Sunday, June 04, 2006

EVill Films: Da Vinci Code--*Sigh*

Yet another constipated, plodding, self-important piece of crap from Ron Howard and Akiva Goldsman (see: Cinderella Man, see: A Beautiful Mind... Or, y'know: don't).


This movie is so bad it makes X-Men 3 look like a fucking masterpiece. Once upon a time, didn't Ron Howard make some good films? Splash, Parenthood, Night Shift?

Rather than correcting the book's flaws, the movie amplifies them with an overly faithful approach to the adaption and a huge helping of Howard's and Goldsman's own shortcomings.

The constant onslaught of those grainy, color-bleached or color-saturated flashbacks to tell us precisely how we should feel about what's on the screen--Nauseating.

The use of FX to literally illuminate what we should be focusing on at any given moment--Insulting. What are we, retarded?

Or is it just that Howard and Goldsman have no confidence in their ability to properly exposit information to the audience, so they employ an FX crutch?

Code fails as a mystery, and as a thriller. Course, so does the book, but not as badly. My hope had been that the film would improve on the source material, the way good adaptions do (e.g., Silence of the Lambs, The Hunt for Red October, Trainspotting, etc).

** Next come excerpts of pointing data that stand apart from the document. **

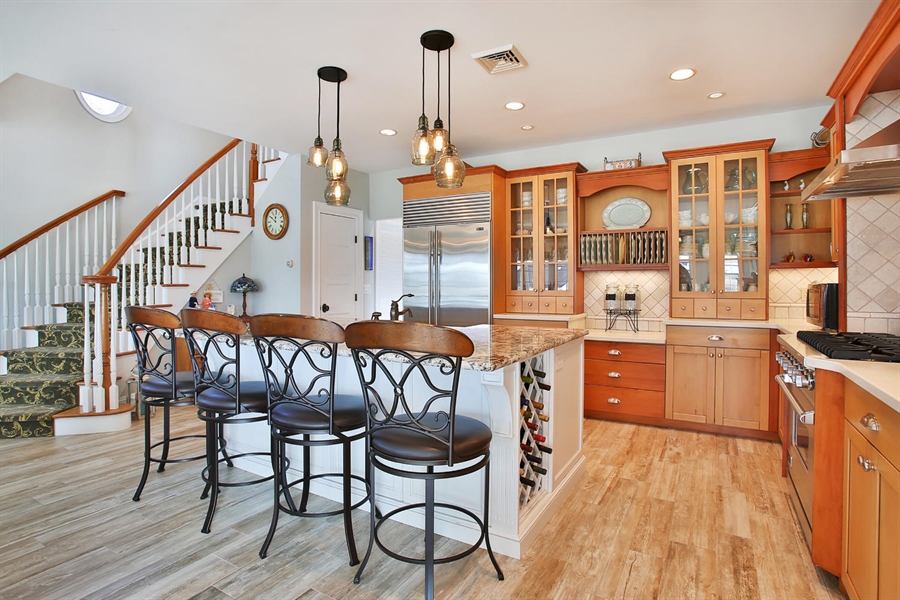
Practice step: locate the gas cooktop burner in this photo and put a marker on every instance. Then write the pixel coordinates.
(879, 347)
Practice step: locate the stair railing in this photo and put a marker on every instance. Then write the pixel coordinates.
(45, 267)
(147, 260)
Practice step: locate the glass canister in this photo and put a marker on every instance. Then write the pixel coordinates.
(611, 300)
(631, 297)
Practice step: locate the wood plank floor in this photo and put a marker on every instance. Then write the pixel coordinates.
(659, 514)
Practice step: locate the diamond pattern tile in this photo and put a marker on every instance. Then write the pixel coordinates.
(873, 233)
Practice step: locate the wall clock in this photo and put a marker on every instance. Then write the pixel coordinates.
(275, 221)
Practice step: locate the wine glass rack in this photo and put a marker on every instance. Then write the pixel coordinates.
(534, 449)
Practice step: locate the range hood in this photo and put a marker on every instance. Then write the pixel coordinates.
(869, 169)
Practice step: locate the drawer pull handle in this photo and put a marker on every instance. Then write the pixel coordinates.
(870, 422)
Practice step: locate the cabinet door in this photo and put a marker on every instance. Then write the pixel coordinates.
(557, 233)
(742, 388)
(742, 225)
(860, 540)
(690, 383)
(694, 212)
(523, 250)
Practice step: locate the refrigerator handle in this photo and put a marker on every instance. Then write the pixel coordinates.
(437, 276)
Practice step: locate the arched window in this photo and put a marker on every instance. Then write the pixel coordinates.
(106, 110)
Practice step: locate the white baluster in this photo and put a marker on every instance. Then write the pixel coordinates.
(86, 398)
(113, 347)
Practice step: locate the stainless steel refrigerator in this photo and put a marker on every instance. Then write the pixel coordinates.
(447, 260)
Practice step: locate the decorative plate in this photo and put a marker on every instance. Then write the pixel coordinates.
(626, 213)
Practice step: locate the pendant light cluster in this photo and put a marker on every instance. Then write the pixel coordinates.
(449, 169)
(337, 192)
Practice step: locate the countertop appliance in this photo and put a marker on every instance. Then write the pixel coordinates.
(821, 305)
(447, 259)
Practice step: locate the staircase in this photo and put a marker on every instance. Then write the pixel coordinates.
(172, 252)
(43, 381)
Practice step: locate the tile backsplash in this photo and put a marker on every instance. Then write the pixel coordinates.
(873, 234)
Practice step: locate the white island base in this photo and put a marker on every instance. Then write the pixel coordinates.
(492, 395)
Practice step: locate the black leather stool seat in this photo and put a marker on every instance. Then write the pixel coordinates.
(253, 398)
(349, 414)
(156, 387)
(471, 439)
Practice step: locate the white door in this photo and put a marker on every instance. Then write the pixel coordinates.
(338, 262)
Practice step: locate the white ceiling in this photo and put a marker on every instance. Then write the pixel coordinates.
(248, 68)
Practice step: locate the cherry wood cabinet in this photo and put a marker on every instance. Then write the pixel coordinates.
(719, 240)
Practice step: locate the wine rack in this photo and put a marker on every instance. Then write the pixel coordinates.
(534, 410)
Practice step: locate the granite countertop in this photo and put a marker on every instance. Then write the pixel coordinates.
(497, 346)
(882, 380)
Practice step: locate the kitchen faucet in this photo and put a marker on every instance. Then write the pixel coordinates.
(395, 308)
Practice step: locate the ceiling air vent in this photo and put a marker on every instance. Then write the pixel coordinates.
(500, 59)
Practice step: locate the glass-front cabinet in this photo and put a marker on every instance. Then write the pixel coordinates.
(541, 241)
(719, 238)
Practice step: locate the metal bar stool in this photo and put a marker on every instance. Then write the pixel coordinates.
(299, 358)
(214, 341)
(160, 384)
(391, 358)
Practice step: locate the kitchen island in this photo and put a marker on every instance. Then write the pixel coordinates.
(492, 385)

But their approach to the adaption is similar to the first two Harry Potter films: too faithful. What works on the page will not necessarily work on the screen... It's impossible to buy that a man who's just been shot in the stomach would be able to run around hiding shit and then, in his dying breaths, elaborately stage his own body, including extensive flesh mutilation. (OK, so maybe that didn't work on the page, either.)

This is a genre movie that doesn't *know* it's a genre movie. (Or is in denial about that fact.) And so it doesn't bother to follow genre rules (aka, conventions). It needed to be more Raiders of the Lost Ark (action-adventure and science fiction genre conventions), more Bourne Identity (espionage genre conventions), and less A Beautiful Mind, less Apollo 13.

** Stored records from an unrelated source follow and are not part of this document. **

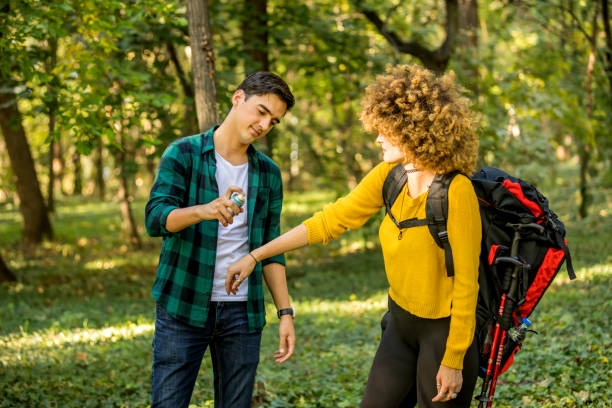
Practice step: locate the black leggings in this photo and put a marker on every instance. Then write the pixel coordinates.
(407, 361)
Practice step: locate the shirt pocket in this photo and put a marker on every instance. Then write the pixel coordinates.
(262, 202)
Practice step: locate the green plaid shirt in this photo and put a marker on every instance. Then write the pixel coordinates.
(186, 177)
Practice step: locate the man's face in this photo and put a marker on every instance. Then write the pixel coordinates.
(257, 115)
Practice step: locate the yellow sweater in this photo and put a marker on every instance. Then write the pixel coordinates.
(415, 264)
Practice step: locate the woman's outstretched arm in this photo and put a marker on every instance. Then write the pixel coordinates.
(241, 269)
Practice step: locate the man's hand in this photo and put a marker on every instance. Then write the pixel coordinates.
(449, 382)
(218, 209)
(238, 272)
(286, 334)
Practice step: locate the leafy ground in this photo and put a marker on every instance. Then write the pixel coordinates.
(76, 330)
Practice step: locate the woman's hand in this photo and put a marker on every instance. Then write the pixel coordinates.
(238, 272)
(286, 335)
(449, 382)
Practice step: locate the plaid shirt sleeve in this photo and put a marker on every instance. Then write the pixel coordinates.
(168, 191)
(272, 229)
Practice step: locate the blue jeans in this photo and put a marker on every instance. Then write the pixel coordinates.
(178, 349)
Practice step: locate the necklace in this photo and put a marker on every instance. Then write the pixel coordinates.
(409, 171)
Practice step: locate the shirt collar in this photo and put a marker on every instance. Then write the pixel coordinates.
(209, 144)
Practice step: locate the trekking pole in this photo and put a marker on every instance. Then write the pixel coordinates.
(486, 382)
(509, 300)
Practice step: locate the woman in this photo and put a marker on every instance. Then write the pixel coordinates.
(426, 354)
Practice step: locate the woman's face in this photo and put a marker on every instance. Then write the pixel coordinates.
(391, 153)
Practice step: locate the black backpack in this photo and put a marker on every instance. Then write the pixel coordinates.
(523, 248)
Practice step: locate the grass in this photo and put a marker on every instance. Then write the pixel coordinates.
(76, 329)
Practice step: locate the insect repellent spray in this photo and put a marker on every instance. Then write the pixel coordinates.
(238, 199)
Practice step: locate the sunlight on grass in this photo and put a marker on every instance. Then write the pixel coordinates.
(84, 336)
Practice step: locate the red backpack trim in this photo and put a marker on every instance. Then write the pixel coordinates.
(551, 264)
(516, 190)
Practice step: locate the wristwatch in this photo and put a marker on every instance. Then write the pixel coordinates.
(289, 310)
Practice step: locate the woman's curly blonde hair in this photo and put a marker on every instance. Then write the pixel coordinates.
(425, 115)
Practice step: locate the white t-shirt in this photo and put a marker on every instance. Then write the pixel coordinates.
(233, 240)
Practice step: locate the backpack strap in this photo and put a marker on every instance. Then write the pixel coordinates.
(391, 188)
(436, 209)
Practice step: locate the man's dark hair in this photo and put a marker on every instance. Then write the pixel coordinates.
(262, 82)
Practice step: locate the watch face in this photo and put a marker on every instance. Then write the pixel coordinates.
(289, 311)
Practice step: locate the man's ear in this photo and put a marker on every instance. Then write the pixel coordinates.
(238, 96)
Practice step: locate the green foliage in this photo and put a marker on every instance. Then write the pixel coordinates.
(76, 329)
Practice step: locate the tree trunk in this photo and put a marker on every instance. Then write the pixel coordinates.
(78, 174)
(202, 63)
(436, 60)
(36, 224)
(99, 161)
(59, 165)
(255, 43)
(469, 24)
(129, 224)
(585, 154)
(51, 99)
(5, 273)
(608, 50)
(51, 184)
(190, 125)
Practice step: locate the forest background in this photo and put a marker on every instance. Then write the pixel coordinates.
(92, 91)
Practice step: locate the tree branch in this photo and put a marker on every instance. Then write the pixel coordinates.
(436, 60)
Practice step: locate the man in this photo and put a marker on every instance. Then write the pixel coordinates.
(204, 231)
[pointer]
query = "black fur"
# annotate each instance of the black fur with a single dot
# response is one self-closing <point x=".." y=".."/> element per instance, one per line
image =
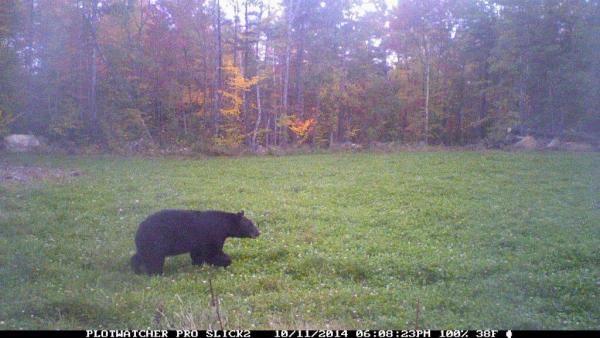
<point x="201" y="233"/>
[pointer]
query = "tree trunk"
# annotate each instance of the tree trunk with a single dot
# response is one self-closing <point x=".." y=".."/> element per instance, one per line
<point x="427" y="76"/>
<point x="218" y="69"/>
<point x="288" y="51"/>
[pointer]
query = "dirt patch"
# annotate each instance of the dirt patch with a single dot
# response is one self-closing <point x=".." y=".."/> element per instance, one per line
<point x="10" y="174"/>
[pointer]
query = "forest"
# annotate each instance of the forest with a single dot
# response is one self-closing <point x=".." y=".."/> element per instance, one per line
<point x="249" y="73"/>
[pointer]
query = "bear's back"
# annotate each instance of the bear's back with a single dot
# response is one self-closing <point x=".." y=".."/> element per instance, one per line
<point x="178" y="231"/>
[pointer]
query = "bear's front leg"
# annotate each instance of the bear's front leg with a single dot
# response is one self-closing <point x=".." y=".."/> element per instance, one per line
<point x="197" y="257"/>
<point x="220" y="259"/>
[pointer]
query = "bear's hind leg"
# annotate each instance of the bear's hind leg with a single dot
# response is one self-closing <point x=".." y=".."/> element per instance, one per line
<point x="197" y="257"/>
<point x="220" y="259"/>
<point x="154" y="265"/>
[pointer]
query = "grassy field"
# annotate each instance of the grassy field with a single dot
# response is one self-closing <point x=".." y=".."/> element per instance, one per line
<point x="478" y="240"/>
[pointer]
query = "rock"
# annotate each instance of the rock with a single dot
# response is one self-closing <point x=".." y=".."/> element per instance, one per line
<point x="554" y="144"/>
<point x="21" y="143"/>
<point x="526" y="143"/>
<point x="260" y="150"/>
<point x="576" y="146"/>
<point x="346" y="146"/>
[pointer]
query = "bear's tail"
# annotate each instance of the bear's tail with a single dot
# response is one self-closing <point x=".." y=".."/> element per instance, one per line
<point x="136" y="263"/>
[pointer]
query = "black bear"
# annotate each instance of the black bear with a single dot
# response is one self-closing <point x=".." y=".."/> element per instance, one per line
<point x="201" y="233"/>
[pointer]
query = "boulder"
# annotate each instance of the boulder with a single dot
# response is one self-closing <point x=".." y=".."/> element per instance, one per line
<point x="21" y="143"/>
<point x="261" y="150"/>
<point x="554" y="144"/>
<point x="526" y="143"/>
<point x="346" y="146"/>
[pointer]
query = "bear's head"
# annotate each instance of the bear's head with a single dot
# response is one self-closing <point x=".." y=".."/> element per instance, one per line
<point x="243" y="227"/>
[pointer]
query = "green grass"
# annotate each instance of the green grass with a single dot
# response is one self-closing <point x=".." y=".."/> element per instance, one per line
<point x="500" y="240"/>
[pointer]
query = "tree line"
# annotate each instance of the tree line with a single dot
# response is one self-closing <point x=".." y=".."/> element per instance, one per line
<point x="249" y="73"/>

Maybe they should've piled all those flashbacks to antiquity into a Lord of the Rings-style prologue ... to set the stage right at the top of the game, rather than doling it out in dribs and drabs throughout the course of the film. Then they wouldn't've had to explain everything to us every step of the way--They could have involved us in the process of solving the puzzles, which the book did successfully.

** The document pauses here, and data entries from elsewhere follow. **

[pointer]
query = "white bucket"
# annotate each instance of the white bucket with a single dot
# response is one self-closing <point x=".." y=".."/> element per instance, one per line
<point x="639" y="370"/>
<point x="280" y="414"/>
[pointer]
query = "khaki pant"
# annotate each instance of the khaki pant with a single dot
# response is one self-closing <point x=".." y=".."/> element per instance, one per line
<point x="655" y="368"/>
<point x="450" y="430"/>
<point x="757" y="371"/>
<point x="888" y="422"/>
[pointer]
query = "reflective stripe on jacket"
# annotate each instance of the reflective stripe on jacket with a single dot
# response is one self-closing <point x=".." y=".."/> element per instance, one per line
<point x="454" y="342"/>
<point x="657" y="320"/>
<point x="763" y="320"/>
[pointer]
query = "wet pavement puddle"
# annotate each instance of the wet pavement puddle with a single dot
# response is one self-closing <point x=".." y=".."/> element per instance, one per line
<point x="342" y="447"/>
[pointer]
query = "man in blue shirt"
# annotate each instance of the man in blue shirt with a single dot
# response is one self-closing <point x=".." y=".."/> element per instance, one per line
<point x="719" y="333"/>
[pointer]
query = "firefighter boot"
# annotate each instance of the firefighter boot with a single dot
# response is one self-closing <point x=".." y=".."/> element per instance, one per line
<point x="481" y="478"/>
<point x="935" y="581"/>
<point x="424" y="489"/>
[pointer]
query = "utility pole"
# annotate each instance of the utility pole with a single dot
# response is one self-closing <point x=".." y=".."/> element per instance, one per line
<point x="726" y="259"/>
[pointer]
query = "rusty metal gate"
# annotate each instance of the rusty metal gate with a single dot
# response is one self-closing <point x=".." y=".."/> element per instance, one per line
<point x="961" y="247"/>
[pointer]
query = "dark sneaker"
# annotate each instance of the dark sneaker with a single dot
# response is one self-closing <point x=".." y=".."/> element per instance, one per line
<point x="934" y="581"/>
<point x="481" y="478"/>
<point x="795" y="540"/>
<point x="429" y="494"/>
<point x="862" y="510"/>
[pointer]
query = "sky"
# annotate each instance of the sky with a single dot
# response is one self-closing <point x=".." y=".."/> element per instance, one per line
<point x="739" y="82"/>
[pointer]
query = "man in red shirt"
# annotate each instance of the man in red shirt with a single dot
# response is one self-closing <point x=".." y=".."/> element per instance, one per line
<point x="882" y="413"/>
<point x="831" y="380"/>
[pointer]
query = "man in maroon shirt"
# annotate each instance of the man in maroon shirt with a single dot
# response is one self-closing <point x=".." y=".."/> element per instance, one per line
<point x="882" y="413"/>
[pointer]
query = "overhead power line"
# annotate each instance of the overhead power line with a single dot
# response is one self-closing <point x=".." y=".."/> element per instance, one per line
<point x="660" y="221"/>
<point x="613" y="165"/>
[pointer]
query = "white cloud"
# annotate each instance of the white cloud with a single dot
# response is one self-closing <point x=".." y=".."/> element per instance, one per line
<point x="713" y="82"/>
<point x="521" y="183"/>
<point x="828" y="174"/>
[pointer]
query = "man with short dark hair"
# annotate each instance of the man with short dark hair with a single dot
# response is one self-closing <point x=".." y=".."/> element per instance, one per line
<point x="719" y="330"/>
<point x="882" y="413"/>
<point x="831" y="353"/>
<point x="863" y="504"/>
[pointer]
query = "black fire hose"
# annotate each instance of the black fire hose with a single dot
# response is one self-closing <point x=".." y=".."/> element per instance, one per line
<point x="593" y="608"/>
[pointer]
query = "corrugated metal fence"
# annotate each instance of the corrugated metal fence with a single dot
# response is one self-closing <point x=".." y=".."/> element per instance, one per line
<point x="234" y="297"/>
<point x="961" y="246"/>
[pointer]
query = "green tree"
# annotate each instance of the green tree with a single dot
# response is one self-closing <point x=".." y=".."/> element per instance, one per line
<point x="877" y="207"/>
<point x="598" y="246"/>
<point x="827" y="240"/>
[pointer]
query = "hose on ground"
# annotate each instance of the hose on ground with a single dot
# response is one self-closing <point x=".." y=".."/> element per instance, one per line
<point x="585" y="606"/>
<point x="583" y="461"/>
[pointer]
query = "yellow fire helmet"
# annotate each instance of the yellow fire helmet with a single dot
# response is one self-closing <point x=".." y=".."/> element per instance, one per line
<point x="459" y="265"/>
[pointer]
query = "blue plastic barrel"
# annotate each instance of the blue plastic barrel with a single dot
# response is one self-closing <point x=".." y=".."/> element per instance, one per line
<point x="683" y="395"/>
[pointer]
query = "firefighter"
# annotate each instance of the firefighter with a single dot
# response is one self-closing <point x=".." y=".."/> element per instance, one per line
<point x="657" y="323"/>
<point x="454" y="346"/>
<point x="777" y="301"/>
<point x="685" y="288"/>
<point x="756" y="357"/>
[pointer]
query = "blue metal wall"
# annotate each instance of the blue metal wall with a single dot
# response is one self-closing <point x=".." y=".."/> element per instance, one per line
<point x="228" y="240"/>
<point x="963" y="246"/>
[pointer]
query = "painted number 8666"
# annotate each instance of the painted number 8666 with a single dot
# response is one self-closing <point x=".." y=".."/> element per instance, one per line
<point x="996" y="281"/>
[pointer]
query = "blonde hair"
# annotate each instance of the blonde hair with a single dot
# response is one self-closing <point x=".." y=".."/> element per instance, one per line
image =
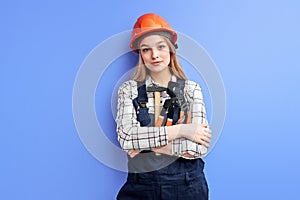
<point x="140" y="73"/>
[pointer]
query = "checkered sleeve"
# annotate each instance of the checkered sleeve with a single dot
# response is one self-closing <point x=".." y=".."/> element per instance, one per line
<point x="183" y="147"/>
<point x="130" y="134"/>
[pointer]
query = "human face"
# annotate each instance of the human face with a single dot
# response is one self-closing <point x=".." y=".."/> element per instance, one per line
<point x="155" y="53"/>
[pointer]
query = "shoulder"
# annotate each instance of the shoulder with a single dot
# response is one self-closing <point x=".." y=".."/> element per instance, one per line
<point x="128" y="87"/>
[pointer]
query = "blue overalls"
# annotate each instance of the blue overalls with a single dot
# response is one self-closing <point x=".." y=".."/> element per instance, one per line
<point x="163" y="177"/>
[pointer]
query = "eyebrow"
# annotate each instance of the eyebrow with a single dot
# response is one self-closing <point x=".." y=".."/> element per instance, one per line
<point x="145" y="45"/>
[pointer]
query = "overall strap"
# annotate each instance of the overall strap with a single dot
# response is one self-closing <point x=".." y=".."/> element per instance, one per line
<point x="140" y="105"/>
<point x="176" y="92"/>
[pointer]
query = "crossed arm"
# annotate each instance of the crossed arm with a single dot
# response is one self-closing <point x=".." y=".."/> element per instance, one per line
<point x="182" y="140"/>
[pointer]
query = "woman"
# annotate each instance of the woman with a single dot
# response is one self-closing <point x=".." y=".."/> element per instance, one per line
<point x="161" y="120"/>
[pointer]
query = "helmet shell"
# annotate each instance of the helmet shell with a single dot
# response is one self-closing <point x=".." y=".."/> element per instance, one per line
<point x="148" y="23"/>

The movie does't even try to give us those "aha!" moments.

The movie doesn't want us to have to work for anything. It just vomits up what we need when we need it, which makes it top-heavy with all that awkward expository dialogue.

Maybe a voice-over narrator would've helped, too: say, the grandmother character who we realize at the end is telling all this to Sophie and Robert--a scene from the book that was curiously missing: the grandmother laying it all out on the table. Which any mystery absolutely must have at its conclusion.

Another genre convention ignored.

The film's one saving grace is Ian McKellan. Everything is better when he's on-screen. Of course, that's always true, isn't it?

For a much smarter and cooler telling of the exact same kind of story, I highly recommend a second season episode of Millennium called "Anamnesis," which was written by my friend Kay Reindl and her writing partner, Erin Maher.

Anyone who thinks the ideas of Da Vinci Code are interesting should check out that whole season--and only that season. The concept is, "what if the Bible isn't fiction?" The characters are Templars counting down to the End of Days.

Also worth a look: The Second Coming by the awesome Russell T. Davies. What if a loser from Manchester (Christopher Eccleston) realized he was the second coming, proved it, and announced to the world we had 5 days to come up with a New New Testament or it's Judgement Day. Very cool stuff.